Group deployment with Snappin failed and Lost GUI access. Fog server is down
-
I Deploy using groups to do my monthly updates for Java, Adobe productions, PLUS shortcut changes. I put everyone in a group likely I always do and made sure everyone is part of the snap-ins that are required for this push. I push to everyone in the group. When I push to this many PC normally fog website turns super slow and sometimes times out. As it normally does, turn slow, very slow. Then I lost the website. I figure give it some time, users started to call in and said their PC rebooted and uninstall Java. This happen on 254 PCs today. After rebooting fog server I still don’t have web access. . I reinstall it thinking I would gain access again. I got the log in screen and got to the home page. Click on tasks to see what the fog server is doing, I got page can’t be displayed. Now that is all I see.I am running Fog 1.5.4
-
I want you to search the /etc directory for www.conf file using.
find / -name www.conf
It should be in a parent directory with php-fpm in the name. You should only (better only) find one of these files. You need to edit it.

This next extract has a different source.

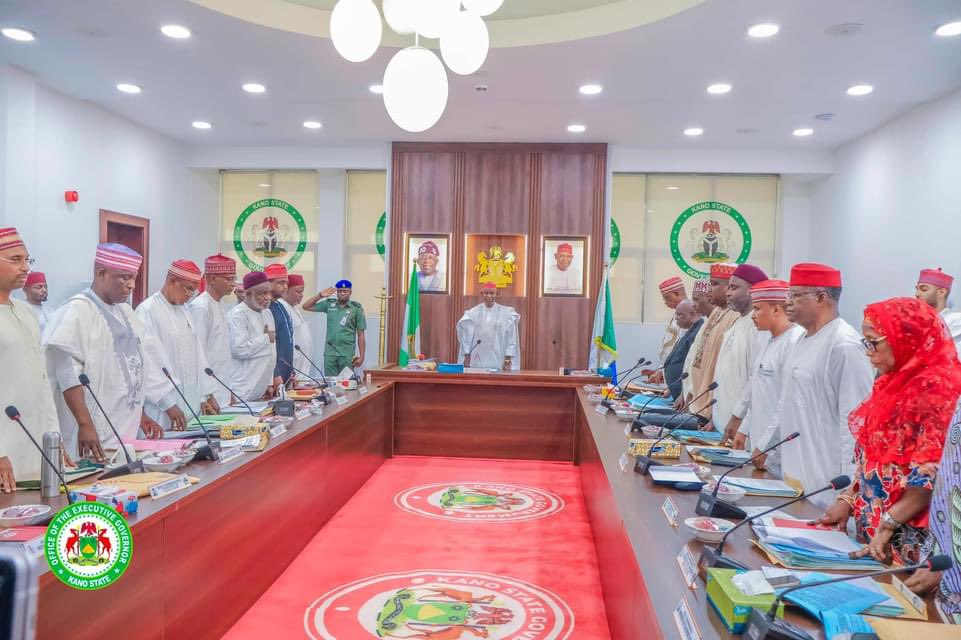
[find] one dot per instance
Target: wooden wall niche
(492, 188)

Search the file and confirm these settings are correctphp_admin_value[memory_limit] = 256M pm.max_requests = 2000 pm.max_children = 50 pm.min_spare_servers = 5 pm.start_servers = 5
You may find that max children is set to 35 and memory limit is commented out and set to 32MB. Sync the above values, save the www.conf file then reboot the fog server. That “should” address the webgui unresponsiveness.
-
I did find one file as you already said. The only thing I needed to change was admin vault memory limit and children. I rebooted the server and still no joy. Some how during the update when I type http://fogserver it does not auto resolve like it use too. Now it gives the apache everything works page. Anyways I type in http://fogserver I get apache website but takes FOREVER. Like 5 secs. It use to take 30 secs. A lot better their. When I try the whole website I get in chrome
The server is temporarily unable to service your request due to maintenance downtime or capacity problems. Please try again later.
-
@jhalbert OK, when you key in
http://<fogserver_ip>/fog
does it give you what you expect? This sounds like a redirect issue, but first try above.Also lets start by collecting a bit more information. What Host OS is your fog server running under?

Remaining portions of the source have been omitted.